Dive Brief:
- Researchers at Eindhoven University of Technology (TU/e) in the Netherlands have developed a new concrete printer that 3DPrint.com called "show-stopping and massive." The crane-like concrete printer, built by Dutch company ROHACO, has a swiveling printer head and concrete mixing-pump unit, and can produce concrete prints as large as approximately 36 feet long, 16 feet wide and 13 feet high.
- TU/e has secured nearly $720,000 in private and university funding for a long-term study that will investigate what kinds of concrete products the printer will be able to produce, with a focus on walls printed with wireless sensors and fine, detailed structures not possible via traditional concrete formwork, according to a TU/e statement.
- Theo Salet, professor of concrete structures at TU/e, and PhD student Rob Wolfs head up the research team and expect the first concrete products made from the printer to be available within five years. "I tend to call it 'concrete 2.0,'" Salet said.
Dive Insight:
One challenge the researchers face is creating prints with enough bearing capacity to support one or more layers of concrete prints placed on top.
The team also has plans have in mind to create a way to print a single, multi-layer wall that can be fiber-reinforced and insulated with a dirt-repelling layer on the outside and acoustical layer on the inside, all according to the specifications of individual users.
This printer is the latest in a line of 3-D technology that has teased the construction industry with a promise of practical application and mass production.
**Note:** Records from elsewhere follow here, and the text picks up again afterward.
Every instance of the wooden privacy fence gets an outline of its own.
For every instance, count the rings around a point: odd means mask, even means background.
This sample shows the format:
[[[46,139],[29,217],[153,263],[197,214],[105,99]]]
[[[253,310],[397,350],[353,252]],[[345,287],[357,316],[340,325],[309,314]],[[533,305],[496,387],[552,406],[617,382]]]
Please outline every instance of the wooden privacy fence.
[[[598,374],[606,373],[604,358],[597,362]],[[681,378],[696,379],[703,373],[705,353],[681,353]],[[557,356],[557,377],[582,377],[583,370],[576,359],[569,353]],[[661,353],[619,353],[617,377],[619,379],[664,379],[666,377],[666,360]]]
With 3-D printers being used for concrete, housing, hotels, office buildings and even satellites in outer space, innovators are looking for ways the construction industry might one day benefit from the new technology.
The WASP Big Delta printer and the smaller, portable Apis Cor, for example, have created buzz in the construction industry but have not, as of yet, ushered in the wider use of 3-D technology.